Researchers from the Italian National Institute for Astrophysics (INAF) and other institutions have developed a novel solar polarimeter mission called the CUbesat Solar Polarimeter (CUSP) to study solar flares and their polarization in the 25-100 keV energy range. The team, led by Nicolas De Angelis and including members from various institutions, has published their preliminary findings in the journal “Experimental Astronomy.”
The Sun, being the closest X-ray astrophysical source to Earth, provides an excellent opportunity to study astrophysical processes. Solar flares, in particular, are linked to coronal mass ejections and magnetic field reconnection sites in the solar atmosphere. Understanding these phenomena can help improve space weather forecasting. However, the hard X-ray polarization of solar flares, which is crucial for distinguishing between competing theoretical models, remains poorly constrained by existing observations.
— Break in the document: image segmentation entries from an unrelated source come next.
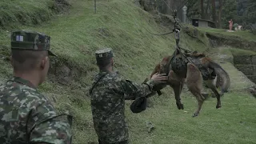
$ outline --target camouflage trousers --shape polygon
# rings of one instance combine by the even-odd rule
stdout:
[[[122,141],[118,142],[114,142],[114,143],[106,143],[106,142],[102,142],[101,140],[98,139],[98,144],[129,144],[129,141]]]

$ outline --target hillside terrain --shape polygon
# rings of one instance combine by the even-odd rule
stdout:
[[[56,0],[55,3],[52,0],[15,1],[15,5],[9,1],[0,2],[0,7],[6,8],[0,9],[6,12],[2,14],[0,11],[0,82],[12,76],[8,58],[10,31],[27,29],[50,35],[52,50],[58,58],[51,58],[47,80],[39,90],[54,103],[59,112],[74,116],[75,144],[94,143],[98,140],[88,95],[92,78],[98,72],[96,50],[111,47],[115,69],[125,78],[141,83],[162,58],[172,54],[175,48],[173,34],[156,36],[149,33],[170,31],[172,18],[151,14],[130,0],[97,1],[96,14],[92,0]],[[230,37],[231,34],[225,31],[182,25],[181,46],[205,52],[219,63],[225,62],[221,66],[230,75],[230,90],[222,98],[221,109],[215,109],[216,99],[210,98],[197,118],[192,118],[196,99],[186,87],[182,93],[184,110],[177,109],[174,92],[169,87],[162,90],[162,95],[150,98],[148,109],[140,114],[133,114],[129,107],[132,101],[127,101],[126,113],[131,143],[256,141],[256,99],[247,90],[254,84],[233,66],[234,55],[255,54],[256,40],[249,33],[241,33],[246,36],[232,34],[234,37]],[[220,41],[225,39],[222,38],[227,40]]]

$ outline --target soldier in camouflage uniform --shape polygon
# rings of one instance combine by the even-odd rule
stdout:
[[[90,90],[94,126],[100,144],[129,143],[128,126],[125,120],[125,100],[134,100],[153,91],[153,86],[166,82],[167,76],[154,74],[142,85],[123,79],[113,70],[112,50],[96,51],[99,73]]]
[[[50,66],[50,37],[33,31],[11,34],[14,77],[0,86],[0,142],[3,144],[71,143],[70,115],[57,115],[37,87]]]

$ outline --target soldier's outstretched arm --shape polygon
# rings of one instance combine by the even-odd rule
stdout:
[[[164,83],[168,80],[167,76],[155,74],[151,79],[145,83],[138,85],[136,82],[122,79],[120,81],[120,90],[125,94],[126,100],[134,100],[138,97],[144,97],[153,92],[153,87],[159,83]]]

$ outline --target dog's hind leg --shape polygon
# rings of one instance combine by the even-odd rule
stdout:
[[[200,113],[200,110],[202,109],[202,103],[204,102],[204,97],[202,95],[201,93],[198,93],[198,92],[195,92],[195,93],[192,93],[195,98],[197,98],[198,100],[198,109],[194,113],[194,114],[192,115],[192,117],[196,117]]]
[[[176,105],[177,105],[177,108],[178,110],[184,110],[184,106],[181,102],[181,92],[182,92],[182,89],[181,89],[182,86],[172,86],[172,88],[174,89],[174,95],[175,95],[175,100],[176,100]]]
[[[206,81],[206,84],[208,86],[208,87],[214,93],[216,98],[217,98],[217,105],[216,109],[222,107],[221,103],[221,94],[219,94],[217,87],[214,85],[214,80],[207,80]]]
[[[183,87],[183,82],[179,80],[180,78],[178,78],[173,70],[169,72],[168,76],[168,84],[174,89],[174,91],[177,108],[178,110],[184,110],[184,106],[182,103],[180,98]]]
To address this gap, the researchers have developed CUSP, a mission that consists of a 6U-XL platform hosting a dual-phase Compton polarimeter. The polarimeter is made up of a central assembly of four 4×4 arrays of plastic scintillators, each coupled to multi-anode photomultiplier tubes, surrounded by four strips of eight elongated GAGG scintillator bars coupled to avalanche photodiodes. Both types of sensors are from Hamamatsu and are read out by the MAROC-3A and SKIROC-2A ASICs from Weeroc.
In their recent study, the researchers presented the preliminary spectral performances of single plastic and GAGG channels measured in the laboratory using development boards of the ASICs foreseen for the flight model. The results demonstrate the potential of CUSP to provide valuable insights into the polarization of solar flares, which can help improve our understanding of the physical processes at play in these energetic events.
The practical applications of this research for the energy sector are primarily related to space weather forecasting. Solar flares and coronal mass ejections can have significant impacts on space-based and ground-based energy infrastructure, including power grids, satellites, and pipelines. Improved space weather forecasting can help energy companies mitigate these risks and ensure the reliable operation of their systems. Additionally, the technology developed for CUSP could potentially be adapted for use in other areas of energy research, such as nuclear power plant monitoring and radiation detection.
Source: De Angelis, N., Kumar, A., Fabiani, S. et al. Spectral performance of single-channel plastic and GAGG scintillator bars of the CUbesat Solar Polarimeter (CUSP). Exp Astron (2023). https://doi.org/10.1007/s10686-023-09863-4
This article is based on research available at arXiv.